Less clear is the story of how we got here and, more important, what we can do to help mitigate the global plastic crisis.
The steps can be simple and direct, like reducing our own single-use plastic consumption. Or they can be broader, such as joining the growing low-waste and minimalist movements that challenge our convenience-based, disposable society and inspire us to be more intentional about what and how we consume — or don’t consume.
But consumers aren’t the only potential actors.
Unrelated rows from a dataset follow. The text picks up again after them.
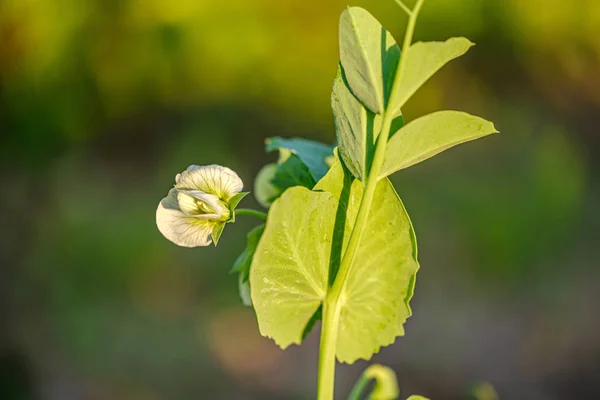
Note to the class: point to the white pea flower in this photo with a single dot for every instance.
(202, 201)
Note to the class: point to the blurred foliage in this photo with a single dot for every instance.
(103, 102)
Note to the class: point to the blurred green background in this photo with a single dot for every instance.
(102, 102)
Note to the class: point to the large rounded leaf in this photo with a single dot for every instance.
(304, 240)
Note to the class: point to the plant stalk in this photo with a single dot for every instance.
(332, 304)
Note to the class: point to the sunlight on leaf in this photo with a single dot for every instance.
(369, 56)
(289, 273)
(424, 60)
(429, 135)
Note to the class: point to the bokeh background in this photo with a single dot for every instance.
(102, 102)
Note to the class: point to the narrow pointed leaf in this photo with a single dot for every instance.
(369, 56)
(424, 60)
(429, 135)
(356, 127)
(311, 153)
(265, 191)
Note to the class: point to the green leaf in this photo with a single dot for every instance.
(288, 276)
(243, 262)
(369, 56)
(216, 232)
(244, 291)
(293, 172)
(424, 60)
(356, 127)
(311, 153)
(429, 135)
(386, 384)
(265, 191)
(387, 260)
(289, 273)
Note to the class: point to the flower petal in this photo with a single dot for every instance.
(212, 179)
(180, 228)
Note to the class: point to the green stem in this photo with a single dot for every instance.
(404, 7)
(253, 213)
(332, 304)
(359, 387)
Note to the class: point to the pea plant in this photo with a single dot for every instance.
(336, 245)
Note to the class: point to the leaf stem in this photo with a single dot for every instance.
(254, 213)
(359, 387)
(404, 7)
(332, 305)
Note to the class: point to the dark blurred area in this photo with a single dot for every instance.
(102, 102)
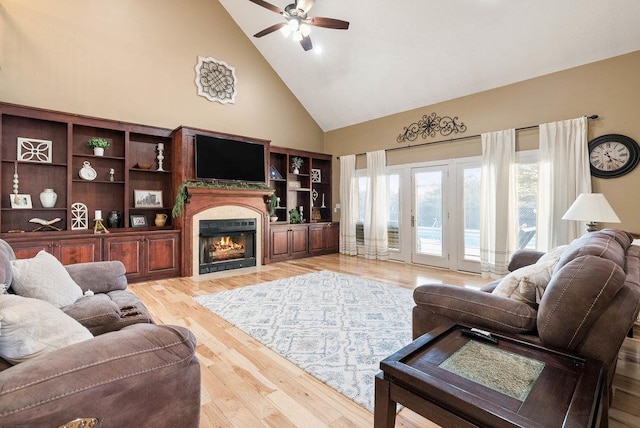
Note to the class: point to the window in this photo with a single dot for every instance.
(527, 189)
(393, 183)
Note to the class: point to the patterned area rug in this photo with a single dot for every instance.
(336, 327)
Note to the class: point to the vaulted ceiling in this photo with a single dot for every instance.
(400, 55)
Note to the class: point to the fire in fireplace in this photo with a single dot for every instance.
(227, 244)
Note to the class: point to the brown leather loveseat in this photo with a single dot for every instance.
(125, 370)
(588, 306)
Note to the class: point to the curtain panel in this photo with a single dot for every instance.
(348, 205)
(498, 202)
(376, 245)
(564, 173)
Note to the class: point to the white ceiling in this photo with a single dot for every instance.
(400, 55)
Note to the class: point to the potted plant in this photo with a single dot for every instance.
(295, 217)
(98, 144)
(296, 164)
(273, 203)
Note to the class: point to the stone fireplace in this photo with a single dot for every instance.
(211, 204)
(226, 244)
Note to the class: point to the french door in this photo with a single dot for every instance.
(430, 216)
(434, 214)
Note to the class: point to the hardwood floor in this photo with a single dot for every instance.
(244, 384)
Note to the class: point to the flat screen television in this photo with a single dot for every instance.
(221, 159)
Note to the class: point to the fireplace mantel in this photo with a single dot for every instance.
(203, 198)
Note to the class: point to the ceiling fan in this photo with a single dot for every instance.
(297, 21)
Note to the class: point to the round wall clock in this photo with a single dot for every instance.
(87, 172)
(613, 155)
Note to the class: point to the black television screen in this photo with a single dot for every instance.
(229, 160)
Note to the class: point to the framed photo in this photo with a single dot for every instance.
(147, 198)
(316, 175)
(30, 149)
(21, 201)
(274, 173)
(138, 220)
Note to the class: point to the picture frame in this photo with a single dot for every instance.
(316, 175)
(274, 174)
(34, 150)
(147, 198)
(137, 220)
(21, 201)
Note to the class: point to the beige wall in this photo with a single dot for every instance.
(134, 60)
(610, 89)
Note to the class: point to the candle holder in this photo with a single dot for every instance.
(160, 156)
(99, 227)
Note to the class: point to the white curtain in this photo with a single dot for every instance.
(564, 174)
(376, 245)
(348, 205)
(498, 202)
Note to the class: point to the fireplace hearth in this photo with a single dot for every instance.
(227, 244)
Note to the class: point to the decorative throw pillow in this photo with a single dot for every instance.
(522, 284)
(32, 327)
(44, 277)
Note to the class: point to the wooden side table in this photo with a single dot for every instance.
(566, 391)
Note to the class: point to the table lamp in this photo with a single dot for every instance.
(591, 208)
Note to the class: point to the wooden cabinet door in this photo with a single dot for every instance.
(299, 240)
(332, 237)
(78, 250)
(128, 250)
(162, 253)
(279, 243)
(316, 238)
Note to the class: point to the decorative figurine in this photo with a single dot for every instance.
(160, 156)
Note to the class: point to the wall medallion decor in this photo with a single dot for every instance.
(30, 149)
(216, 80)
(316, 176)
(79, 216)
(429, 125)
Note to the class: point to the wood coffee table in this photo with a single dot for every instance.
(566, 389)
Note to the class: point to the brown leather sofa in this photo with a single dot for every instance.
(588, 307)
(131, 373)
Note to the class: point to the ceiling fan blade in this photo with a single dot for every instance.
(270, 30)
(305, 5)
(336, 24)
(306, 43)
(266, 5)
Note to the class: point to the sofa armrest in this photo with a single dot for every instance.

Shifting toward healthier, more sustainable lifestyles and more just, circular economies also requires those sitting in positions of power, as well as businesses and manufacturers, to heed the urgent calls to action.
A Brief History of Plastics
From chewing gum to construction materials, plastic is a ubiquitous presence in our lives.
The plastic age began in the 1860s, when John Wesley Hyatt invented the first breakthrough synthetic polymer as a substitute for ivory, which was used in everything from combs to piano keys. In 1907, Belgian chemist Leo Hendrik Baekeland created the first fully synthetic, commercially successful plastic to replace shellac (which is a moldable resin made from insects with waxy shells).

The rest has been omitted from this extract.